Happy Colors
Prenons l’échelle. Montons dans l’atelier du peintre, du dessinateur, de l’estampeur, du sérigraphe, du lithographe. Multiplicité des techniques, au service d’un ars multiple.
Un point commun avec l’atelier du bas : la minutie, la rigueur, la recherche de la finesse et de la précision.
Il y a d’abord l’abstraction. Le motif et la répétition frappent l’œil en premier : les motifs infinis et infiniment différents, les formes géométriques, symétriques, systématiques, mais variées, s’enchaînent et se juxtaposent. Immédiatement après, le travail des couleurs flatte la rétine. II se dégage la recherche de la nuance dans les bleus, du plus pâle au plus soutenu, céruléens, et qui apportent apaisement et protection dans les “Blues shields”, ces boucliers tribaux, grigris porte-bonheur, gardiens de la paix. On est ravi par l’aspect joyeux, chamarré, vivant des “Happy Colors” et des “Fabricks” et par le rouge puissant des “Red builds”, leur matière riche.
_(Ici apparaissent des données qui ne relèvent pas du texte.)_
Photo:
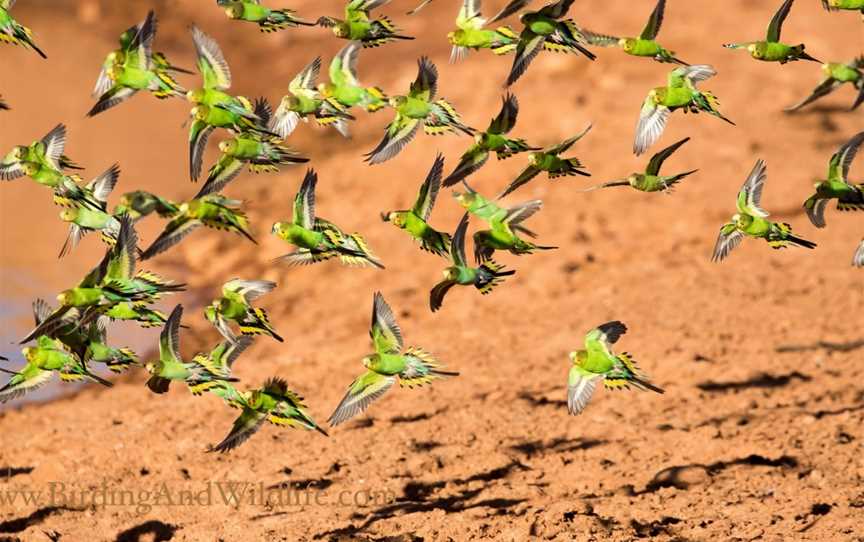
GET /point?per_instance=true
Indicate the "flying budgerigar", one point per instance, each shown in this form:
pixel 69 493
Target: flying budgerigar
pixel 267 19
pixel 834 76
pixel 543 29
pixel 751 220
pixel 494 139
pixel 357 26
pixel 597 363
pixel 304 100
pixel 415 110
pixel 415 221
pixel 850 197
pixel 680 92
pixel 485 277
pixel 391 360
pixel 235 305
pixel 548 160
pixel 317 239
pixel 262 153
pixel 650 180
pixel 771 49
pixel 213 211
pixel 135 67
pixel 273 403
pixel 170 365
pixel 645 45
pixel 11 31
L’abstraction, c’est encore l’ars, la technique, le geste de la main, le travail exutoire, l’inconscient, le subconscient ou même le “ça” qui s’exprime à la pointe du stylo, quand le cerveau reptilien, pris au piège de la réalité, s’ennuie ou s’agace. Ce geste, cette danse du poignet, c’est le délassement nécessaire, le besoin de poser sur le papier les nœuds qui se forment sous un crâne. Quand le machinal gagne et que l’on a un papier et un crayon, chacun l’a déjà vécu, quand il téléphone ou quand il assiste à une réunion trop longue, on gribouille. Mais la main et le talent de l’artiste travaillent avec rigueur, avec le souvenir et avec l’héritage de siècles de pratique artistique : les carnets de Pierre en sont plein, déjà presque aboutis, presque à l’état de tableau. “L’artiste est la main qui par l’usage convenable de telle ou telle touche met l’âme humaine en vibration.” écrit Wassily Kandinsky, inventeur de l’abstraction.
L’abstraction est-elle d’ailleurs le mot ? Plus on regarde et plus on voit des figures et des visages, un art premier, des tikis polynésiens, des fétiches, des symboles, des logos, des mondes de signes, signifiants.”